= Walk Thru the Bible =

Walk Thru the Bible Ministries (WTB) is a non-denominational evangelical Christian educational organization headquartered in Atlanta, Georgia.

==Overview==
Walk Thru the Bible was founded in the United States in 1976 by Bruce Wilkinson and Howard Hendricks. Its main purpose is to teach evangelical Christian biblical doctrines, primarily through an innovative seminar format, while providing additional resources through print, audio and video media productions. As a parachurch organization, Walk Thru the Bible works in cooperation with local churches who host and publicize the seminars to their congregations and surrounding communities.

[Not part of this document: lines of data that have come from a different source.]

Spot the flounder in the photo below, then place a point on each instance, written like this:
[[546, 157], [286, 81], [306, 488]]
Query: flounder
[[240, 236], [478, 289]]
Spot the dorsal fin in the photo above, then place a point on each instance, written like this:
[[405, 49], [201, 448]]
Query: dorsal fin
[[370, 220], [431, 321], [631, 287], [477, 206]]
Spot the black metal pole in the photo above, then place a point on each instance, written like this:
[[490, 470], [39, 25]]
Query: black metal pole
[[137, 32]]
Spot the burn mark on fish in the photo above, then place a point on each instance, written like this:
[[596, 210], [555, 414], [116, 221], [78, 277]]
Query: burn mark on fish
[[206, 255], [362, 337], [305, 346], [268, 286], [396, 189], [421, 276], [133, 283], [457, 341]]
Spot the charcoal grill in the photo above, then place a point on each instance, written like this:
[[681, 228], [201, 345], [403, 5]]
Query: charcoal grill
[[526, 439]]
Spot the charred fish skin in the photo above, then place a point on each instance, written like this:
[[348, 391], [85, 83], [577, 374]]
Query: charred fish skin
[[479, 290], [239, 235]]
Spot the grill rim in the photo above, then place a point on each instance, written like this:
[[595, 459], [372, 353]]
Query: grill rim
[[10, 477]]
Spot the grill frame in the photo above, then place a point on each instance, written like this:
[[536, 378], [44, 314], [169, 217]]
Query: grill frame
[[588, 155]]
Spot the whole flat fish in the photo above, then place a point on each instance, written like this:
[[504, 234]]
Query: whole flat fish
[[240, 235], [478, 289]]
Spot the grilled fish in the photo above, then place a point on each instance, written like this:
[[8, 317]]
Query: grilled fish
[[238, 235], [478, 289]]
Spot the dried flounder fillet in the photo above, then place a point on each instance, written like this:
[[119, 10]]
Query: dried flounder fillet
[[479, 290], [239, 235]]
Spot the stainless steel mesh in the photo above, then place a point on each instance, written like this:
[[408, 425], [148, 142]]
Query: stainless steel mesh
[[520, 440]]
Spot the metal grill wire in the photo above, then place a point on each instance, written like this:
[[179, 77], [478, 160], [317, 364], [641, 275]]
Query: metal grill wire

The organization's non-traditional audience-participatory methodologies have resulted in rapid worldwide growth, with a WTB presence, by means of trained WTB seminar instructors, in over 90 countries. Borrowing from the business-world concept of the independent contractor or franchise, WTB trains "Associate Instructors" who then "manage their own local ministry" and interface with churches and private schools in their region to present the various WTB multimedia seminars.

WTB's original goal was to train and equip one instructor for every 50,000 people, in every country of the world. More recently, this goal has been augmented with an effort to establish instructors connected to local churches in 1,000 high-density cities in various countries.
WTB is reported to have trained over 100,000 instructors.

After becoming a best-selling author, Wilkinson stepped down from leadership of WTB, and was succeeded as president by Chip Ingram in 2003. Ingram was later succeeded by Phil Tuttle, the current president.

==Awards==
At the National Religious Broadcasters' 2007 Annual Media Awards, WTB won an award for "Best Ministry Website".